T Cell‐Signaling‐Responsive Conjugate of Antibody with siRNA to Overcome Acquired Resistance to anti‐PD‐1 Immunotherapy

Abstract Acquired resistance (AR) resulted from stimulated expression of AR‐related genes such as CD38 in activated T cells jeopardizes anti‐programmed death‐1 (anti‐PD‐1) immunotherapy. It remains to be explored whether the suppression of AR genes in activated T cells during anti‐PD‐1 therapy is able to overcome AR and improve the efficacy of immunotherapy. Small‐interfering RNAs (siRNAs) acting via RNA interference mechanisms are able to shut down the expression of target genes.

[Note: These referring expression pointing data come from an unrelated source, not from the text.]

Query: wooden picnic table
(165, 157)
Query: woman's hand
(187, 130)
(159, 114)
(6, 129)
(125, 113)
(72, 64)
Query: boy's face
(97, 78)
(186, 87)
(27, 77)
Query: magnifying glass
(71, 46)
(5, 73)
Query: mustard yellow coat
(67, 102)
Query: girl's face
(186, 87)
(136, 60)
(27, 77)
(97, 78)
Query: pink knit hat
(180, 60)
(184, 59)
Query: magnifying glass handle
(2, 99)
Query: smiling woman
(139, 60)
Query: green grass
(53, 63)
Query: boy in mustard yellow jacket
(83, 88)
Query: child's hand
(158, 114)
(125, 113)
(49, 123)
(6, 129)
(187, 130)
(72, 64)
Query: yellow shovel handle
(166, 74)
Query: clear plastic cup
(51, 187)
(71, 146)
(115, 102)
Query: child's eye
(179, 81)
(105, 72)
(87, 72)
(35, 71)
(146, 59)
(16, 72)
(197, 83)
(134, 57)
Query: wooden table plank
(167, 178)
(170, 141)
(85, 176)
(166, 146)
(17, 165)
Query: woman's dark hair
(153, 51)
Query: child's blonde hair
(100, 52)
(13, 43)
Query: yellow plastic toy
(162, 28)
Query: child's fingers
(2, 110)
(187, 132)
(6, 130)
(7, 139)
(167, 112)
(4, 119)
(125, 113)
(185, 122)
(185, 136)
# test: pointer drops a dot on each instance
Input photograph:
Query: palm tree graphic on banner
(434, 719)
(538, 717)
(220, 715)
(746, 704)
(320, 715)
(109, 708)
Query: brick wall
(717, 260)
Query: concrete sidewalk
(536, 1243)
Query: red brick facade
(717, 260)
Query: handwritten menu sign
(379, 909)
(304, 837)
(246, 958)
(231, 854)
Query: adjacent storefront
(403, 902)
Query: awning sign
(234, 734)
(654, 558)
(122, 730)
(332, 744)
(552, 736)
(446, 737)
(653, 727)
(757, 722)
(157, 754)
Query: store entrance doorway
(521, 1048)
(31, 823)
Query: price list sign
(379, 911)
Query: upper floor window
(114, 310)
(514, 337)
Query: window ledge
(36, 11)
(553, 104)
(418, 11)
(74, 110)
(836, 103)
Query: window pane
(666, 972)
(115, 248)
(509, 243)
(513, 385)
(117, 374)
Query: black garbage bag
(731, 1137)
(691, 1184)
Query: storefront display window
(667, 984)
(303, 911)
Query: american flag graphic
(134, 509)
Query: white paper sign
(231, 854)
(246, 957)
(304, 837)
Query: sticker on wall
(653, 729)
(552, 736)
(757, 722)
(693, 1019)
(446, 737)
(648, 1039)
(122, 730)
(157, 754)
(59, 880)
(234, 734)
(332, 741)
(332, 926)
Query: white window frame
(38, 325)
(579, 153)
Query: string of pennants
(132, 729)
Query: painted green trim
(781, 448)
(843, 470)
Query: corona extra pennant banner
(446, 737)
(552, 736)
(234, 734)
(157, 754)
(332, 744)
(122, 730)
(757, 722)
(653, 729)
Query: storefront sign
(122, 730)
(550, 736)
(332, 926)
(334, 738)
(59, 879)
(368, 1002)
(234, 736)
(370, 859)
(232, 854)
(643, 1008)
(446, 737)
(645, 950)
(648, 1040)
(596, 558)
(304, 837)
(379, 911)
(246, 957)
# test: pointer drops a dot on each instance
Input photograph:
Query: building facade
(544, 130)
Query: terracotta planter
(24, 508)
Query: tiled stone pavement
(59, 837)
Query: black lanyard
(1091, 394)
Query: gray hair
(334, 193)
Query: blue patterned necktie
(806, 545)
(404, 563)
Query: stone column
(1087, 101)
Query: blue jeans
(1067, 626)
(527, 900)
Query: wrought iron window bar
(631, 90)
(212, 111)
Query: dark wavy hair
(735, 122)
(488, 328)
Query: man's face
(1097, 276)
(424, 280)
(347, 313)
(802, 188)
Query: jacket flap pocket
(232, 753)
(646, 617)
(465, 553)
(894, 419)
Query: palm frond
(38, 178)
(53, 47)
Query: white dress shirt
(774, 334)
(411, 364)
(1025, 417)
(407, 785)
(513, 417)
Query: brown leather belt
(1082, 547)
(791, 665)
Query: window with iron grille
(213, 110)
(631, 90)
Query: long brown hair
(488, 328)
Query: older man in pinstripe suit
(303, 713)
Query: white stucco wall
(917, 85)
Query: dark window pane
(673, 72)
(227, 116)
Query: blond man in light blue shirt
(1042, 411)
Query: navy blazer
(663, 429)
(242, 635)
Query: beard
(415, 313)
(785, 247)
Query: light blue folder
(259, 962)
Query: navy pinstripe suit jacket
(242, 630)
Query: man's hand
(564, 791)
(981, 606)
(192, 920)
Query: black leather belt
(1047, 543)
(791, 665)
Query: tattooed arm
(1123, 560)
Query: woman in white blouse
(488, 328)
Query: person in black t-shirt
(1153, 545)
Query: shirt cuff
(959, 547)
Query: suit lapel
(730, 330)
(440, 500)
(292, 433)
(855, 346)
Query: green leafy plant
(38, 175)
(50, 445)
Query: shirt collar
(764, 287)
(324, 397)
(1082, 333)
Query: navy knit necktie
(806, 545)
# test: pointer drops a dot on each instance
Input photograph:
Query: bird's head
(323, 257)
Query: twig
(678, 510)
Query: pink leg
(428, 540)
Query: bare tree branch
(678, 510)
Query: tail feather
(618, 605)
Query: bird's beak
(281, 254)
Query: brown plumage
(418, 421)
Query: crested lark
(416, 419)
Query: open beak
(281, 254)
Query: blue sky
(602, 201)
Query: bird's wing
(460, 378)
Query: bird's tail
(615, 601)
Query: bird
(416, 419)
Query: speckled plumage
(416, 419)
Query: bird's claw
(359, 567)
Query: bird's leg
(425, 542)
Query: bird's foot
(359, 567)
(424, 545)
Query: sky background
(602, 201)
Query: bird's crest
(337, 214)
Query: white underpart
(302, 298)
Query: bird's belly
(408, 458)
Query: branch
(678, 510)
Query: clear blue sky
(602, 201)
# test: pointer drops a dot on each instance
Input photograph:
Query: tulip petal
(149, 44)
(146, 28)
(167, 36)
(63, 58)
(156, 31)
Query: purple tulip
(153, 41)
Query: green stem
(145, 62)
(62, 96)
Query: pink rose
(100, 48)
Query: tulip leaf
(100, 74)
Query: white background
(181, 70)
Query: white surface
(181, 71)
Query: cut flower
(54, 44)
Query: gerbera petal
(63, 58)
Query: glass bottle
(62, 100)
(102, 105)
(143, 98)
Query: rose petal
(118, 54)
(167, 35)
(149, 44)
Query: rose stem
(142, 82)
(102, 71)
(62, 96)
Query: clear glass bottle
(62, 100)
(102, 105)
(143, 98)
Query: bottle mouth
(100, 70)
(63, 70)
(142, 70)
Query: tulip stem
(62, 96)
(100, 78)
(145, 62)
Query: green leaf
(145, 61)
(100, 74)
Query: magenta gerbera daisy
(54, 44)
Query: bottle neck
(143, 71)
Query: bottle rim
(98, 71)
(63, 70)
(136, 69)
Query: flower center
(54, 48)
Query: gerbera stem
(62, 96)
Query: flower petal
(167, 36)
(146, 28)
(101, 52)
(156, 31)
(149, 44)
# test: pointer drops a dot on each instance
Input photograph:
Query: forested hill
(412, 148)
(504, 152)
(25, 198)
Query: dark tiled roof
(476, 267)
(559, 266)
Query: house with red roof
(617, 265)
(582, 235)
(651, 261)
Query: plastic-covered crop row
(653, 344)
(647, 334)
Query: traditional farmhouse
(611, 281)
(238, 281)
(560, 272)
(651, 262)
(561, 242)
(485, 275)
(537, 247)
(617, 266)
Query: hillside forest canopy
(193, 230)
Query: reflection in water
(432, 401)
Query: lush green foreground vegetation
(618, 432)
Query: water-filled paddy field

The authors report here a T‐cell targeting conjugate of antibody‐siRNA with response to reactive oxygen species (ROS) (TCAR ROS ) for the suppression of AR gene as well as to block the PD‐1/PD‐L1 interaction. TCAR ROS is able to bind with PD‐1 on T cells, then release functional siRNA to suppress AR genes in activated T cells with abundant ROS to cleave the linker in the conjugate. TCAR ROS comprising the siRNA targeting CD‐38 attached to PD‐1 blocking antibody (αPD‐1) via the ROS responsive linker is tested on activated T cells as well as mice bearing B16 tumor. Synergistic effect is observed on mice treated with TCAR ROS in anti‐PD‐1 immunotherapy, which suggests the potentials of this novel ROS responsive αPD‐1‐siRNA conjugate in anti‐PD‐1 immunotherapy to overcome AR.